Pooling in Graph Neural Networks (1/3)
This post is divided in three parts:
Part 1
Graph Neural Networks (GNNs) have emerged as powerful tools for modeling and analyzing graph-structured data, finding applications across diverse fields like social network analysis, bioinformatics, and recommender systems. Despite their success, scaling GNNs to handle larger and more complex graphs remains a significant challenge. Graph pooling plays a crucial role in enhancing their performance and making them more applicable to a larger class of datasets and applications.
In this post I will give a gentle introduction to pooling in GNNs and an overview of the main families of existing graph pooling approaches. Then, I will present some possible ways to evaluate how good a pooling method is. As the focus in on a tutorial exposition, I will cover only a representative subset of all methods that exist in the literature. I also have tried to keep the notation and the nomenclature as uniform as possible, even if there is quite some variance in the literature.
In this part, I will give a brief introduction to GNNs, graph pooling, and to a general framework for expressing a generic graph pooling operator.
Let’s start!
❶ An introduction to pooling in GNNs
Before talking about pooling in GNNs let’s look at how pooling works in more traditional deep learning architectures, such as a Convolutional Neural Network (CNN).

A standard CNN alternates blocks of convolutional layers, which capture more and more complex features within the image, with pooling layers. The latter gradually reduce the spatial dimensions until the whole image can be squeezed into a (long) vector. Such a vector is then digested by a classifier that produces in output the (hopefully) desired class of the input image.
So, how does pooling work in this case? It simply produces a summary of adjacent pixels in the image. Depending on the function used to produce the summary one obtains different effects. Let’s consider Max and Average pooling, which are the most common ones.

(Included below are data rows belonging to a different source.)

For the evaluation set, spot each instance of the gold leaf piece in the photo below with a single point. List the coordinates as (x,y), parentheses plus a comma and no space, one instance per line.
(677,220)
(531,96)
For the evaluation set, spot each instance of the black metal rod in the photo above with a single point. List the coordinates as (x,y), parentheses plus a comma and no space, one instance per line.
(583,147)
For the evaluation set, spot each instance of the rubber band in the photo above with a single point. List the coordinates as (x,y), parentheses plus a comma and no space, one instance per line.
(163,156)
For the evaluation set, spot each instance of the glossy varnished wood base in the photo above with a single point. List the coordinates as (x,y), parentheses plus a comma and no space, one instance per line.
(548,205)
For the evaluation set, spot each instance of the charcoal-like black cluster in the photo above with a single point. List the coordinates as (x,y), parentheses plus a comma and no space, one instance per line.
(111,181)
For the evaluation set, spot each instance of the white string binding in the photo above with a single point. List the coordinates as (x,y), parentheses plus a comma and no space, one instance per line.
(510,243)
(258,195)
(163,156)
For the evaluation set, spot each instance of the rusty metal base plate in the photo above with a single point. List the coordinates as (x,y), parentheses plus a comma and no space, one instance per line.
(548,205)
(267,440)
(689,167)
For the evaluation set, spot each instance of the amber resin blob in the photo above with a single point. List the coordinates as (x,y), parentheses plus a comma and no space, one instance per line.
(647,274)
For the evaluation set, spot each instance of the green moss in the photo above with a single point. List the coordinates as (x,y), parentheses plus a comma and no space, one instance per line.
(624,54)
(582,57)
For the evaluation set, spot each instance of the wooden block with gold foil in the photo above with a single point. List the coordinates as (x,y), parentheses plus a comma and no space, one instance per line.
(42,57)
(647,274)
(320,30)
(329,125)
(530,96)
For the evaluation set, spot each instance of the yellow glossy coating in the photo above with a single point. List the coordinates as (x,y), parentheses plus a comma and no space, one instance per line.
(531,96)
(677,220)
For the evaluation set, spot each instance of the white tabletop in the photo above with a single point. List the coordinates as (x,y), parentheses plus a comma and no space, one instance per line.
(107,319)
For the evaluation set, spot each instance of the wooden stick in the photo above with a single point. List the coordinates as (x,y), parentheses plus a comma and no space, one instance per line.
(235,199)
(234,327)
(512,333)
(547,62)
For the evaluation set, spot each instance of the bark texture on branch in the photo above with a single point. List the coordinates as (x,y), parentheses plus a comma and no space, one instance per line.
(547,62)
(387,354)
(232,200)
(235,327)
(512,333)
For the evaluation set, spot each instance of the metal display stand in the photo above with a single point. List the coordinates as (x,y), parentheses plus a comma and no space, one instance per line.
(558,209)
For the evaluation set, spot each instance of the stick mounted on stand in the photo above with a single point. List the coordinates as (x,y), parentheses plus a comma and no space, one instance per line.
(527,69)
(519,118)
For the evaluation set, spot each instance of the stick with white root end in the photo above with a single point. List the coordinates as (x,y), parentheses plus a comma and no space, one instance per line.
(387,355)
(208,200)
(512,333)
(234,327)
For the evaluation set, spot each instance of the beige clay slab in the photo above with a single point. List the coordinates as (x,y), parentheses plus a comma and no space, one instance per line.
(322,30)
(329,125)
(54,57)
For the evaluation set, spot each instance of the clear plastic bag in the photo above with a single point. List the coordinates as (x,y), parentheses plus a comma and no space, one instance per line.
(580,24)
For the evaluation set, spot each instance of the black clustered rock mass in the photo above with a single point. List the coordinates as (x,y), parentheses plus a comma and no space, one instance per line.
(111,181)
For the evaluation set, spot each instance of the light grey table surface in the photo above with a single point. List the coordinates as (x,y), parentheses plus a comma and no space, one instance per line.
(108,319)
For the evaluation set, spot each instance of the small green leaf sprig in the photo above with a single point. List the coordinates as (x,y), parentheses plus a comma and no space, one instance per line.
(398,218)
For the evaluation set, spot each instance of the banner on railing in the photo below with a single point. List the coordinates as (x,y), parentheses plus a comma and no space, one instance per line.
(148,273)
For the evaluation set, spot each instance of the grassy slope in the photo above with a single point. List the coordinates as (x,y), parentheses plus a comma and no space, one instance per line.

With Average pooling the neighboring pixels are averaged and one ends up with a blurry pooled image. If, instead, one takes the maximum among the patch of neighboring pixels, the obtained effect is that edges are enhanced and that the pooled image looks more sharp and flat. The final effect depends also on other factors, such as the kernel width (i.e.,how many pixels are pooled together) and the stride (i.e., how far apart on the image are the patches of pixels that are pooled). But let’s leave these technicalities aside for now.
Let’s see how these concepts extend to the graph domain by introducing the idea of graph convolutions and message passing.
Graph Neural Networks
The backbone of a GNN is the message passing (MP) layer. For each node, the MP layer learns a new representation using a function $f$, which usually has some trainable parameters.

In the most general case, $f$ is given by the composition of:
- a function $\psi$ that processes the features of the central node 🔴,
- a function $\gamma$ that processes the features of the neighboring nodes 🔵,
- a function $\phi$ that combines the outputs of $\psi$ and $\gamma$ and produces the output feature 🟢.
Think at this definition of MP layer as a sort of template or abstract class from which a specific MP layer inherits. This is what is actually done in code by popular libraries for GNNs such as PyTorch Geometric.
Flat GNNs
The basic GNN architecture is obtained by stacking multiple MP layers, one after the other.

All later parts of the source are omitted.